Human Hypoxanthine-Guanine Phosphoribosyl Transferase: Molecular Basis of the Enzyme Deficiency States.

Abstract

A complete deficiency of the enzyme hypoxanthine-guanine phosphoribosyltransferase (HPRT) in man leads to the development of the Lesch-Nyhan syndrome whereas a partial deficiency of the same enzyme leads to a severe form of gout. In an attempt to define the molecular basis of these enzyme-deficiency states, I have investigated the structural and functional properties of HPRT from normal and HPRT-deficient patients. The complete primary structure of human HPRT was defined by sequence analysis of peptide fragments formed by cleavage at arginine, glutamic acid, and methionine residues. The enzyme is 217 residues long with a molecular weight equal to 24,470. The erythrocyte enzyme undergoes two posttranslational modifications in vivo: (1) removal of the NH(,2) terminal methionine followed by acetylation of the free NH(,2)-terminus, and (2) partial deamidation of asparagine 106. A comparison of the amino acid sequence of human HPRT with that of ATP phosphoribosyltransferase from S. typhimurium and glutamine P-Rib-PP amidotransferase from E. coli suggested a functional homology in a sequence of 120 amino acids long (residues 1 to 120 in HPRT). Secondary structure prediction analyses of these shared regions indicated a dinucleotide fold with its characteristic (beta)(alpha)(beta) secondary structural pattern. Five unique structural variants of human HPRT were purified and characterized from unrelated HPRT-deficient patients; HPRT(,Ann Arbor), HPRT(,London), HPRT(,Munich), and HPRT(,Toronto) were isolated from male patients who presented with a severe form of gout, while HPRT(,Kinston) was isolated from a patient with the Lesch-Nyhan syndrome.
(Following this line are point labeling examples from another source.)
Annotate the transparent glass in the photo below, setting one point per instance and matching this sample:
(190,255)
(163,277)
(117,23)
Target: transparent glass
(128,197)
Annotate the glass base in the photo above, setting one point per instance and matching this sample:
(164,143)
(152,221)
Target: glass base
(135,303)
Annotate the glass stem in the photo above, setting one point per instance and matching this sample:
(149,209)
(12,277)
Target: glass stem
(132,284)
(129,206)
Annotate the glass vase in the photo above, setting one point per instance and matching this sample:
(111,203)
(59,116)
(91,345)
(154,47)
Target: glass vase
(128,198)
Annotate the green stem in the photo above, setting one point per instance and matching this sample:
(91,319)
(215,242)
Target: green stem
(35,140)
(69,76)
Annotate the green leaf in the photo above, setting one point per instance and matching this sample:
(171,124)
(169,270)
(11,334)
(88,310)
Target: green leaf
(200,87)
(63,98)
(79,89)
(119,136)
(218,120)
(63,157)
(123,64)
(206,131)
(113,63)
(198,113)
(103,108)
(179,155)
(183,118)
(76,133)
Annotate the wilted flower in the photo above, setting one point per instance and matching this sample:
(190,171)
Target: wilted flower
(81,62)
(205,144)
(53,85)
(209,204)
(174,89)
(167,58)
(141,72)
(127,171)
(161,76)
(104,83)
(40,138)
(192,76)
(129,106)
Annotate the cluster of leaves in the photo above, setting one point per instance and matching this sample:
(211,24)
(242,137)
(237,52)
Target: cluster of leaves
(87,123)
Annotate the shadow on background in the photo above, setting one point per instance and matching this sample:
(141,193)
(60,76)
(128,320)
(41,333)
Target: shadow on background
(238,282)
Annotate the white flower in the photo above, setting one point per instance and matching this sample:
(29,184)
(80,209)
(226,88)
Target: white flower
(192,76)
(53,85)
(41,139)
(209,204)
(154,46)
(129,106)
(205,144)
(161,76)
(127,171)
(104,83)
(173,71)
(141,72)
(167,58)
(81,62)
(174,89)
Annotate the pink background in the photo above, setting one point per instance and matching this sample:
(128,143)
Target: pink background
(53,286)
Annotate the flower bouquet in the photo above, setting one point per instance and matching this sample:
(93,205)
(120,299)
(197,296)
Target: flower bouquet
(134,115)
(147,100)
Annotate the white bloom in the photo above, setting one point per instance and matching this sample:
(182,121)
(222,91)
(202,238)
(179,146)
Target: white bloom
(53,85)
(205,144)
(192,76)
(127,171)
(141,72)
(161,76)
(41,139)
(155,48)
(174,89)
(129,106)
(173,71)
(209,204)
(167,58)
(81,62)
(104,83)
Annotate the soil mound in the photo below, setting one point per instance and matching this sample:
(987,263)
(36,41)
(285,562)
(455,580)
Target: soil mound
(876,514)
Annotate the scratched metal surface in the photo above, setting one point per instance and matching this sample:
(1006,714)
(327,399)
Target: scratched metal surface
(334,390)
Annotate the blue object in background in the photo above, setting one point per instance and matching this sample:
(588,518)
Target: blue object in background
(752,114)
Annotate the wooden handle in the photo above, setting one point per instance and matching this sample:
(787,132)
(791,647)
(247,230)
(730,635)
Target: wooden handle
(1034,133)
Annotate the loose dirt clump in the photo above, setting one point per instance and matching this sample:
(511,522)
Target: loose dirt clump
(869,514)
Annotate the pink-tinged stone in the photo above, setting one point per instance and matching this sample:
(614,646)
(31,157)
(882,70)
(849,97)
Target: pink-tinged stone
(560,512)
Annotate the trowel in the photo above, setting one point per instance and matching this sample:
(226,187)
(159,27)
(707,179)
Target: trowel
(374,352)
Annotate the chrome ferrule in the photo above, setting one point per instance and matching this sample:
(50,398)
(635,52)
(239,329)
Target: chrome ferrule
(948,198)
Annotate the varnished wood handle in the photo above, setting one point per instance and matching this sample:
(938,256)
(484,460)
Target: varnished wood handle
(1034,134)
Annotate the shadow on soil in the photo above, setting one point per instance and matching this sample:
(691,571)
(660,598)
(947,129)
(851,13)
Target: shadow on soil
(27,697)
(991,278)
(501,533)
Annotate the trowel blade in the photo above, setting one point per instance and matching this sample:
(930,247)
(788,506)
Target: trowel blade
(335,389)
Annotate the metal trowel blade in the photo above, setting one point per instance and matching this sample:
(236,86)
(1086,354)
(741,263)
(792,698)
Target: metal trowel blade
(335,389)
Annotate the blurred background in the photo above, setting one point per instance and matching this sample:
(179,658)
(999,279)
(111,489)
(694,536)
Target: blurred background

A sensitive HPLC method was developed to map the tryptic peptides of human HPRT. Four of the enzyme variants were subjected to this analysis and shown to differ from the normal enzyme by a unique tryptic peptide. Sequence analysis of the aberrant peptides revealed single amino acid substitutions in each variant: HPRT(,Toronto), Arg(,50)(--->)Gly; HPRT(,Munich), Ser(,103)(--->)Arg; HPRT(,London), Ser(,109)(--->)Leu; and HPRT(,Kinston), Asp(,193)(--->)Asn. All four amino acid substitutions can be explained by single nucleotide changes in the DNA. The relative location of the first three mutations within the putative dinucleotide fold of human HPRT predicts the associated abnormalities in enzyme function. These patients represent the first in whom specific mutations have been defined at this genetic locus.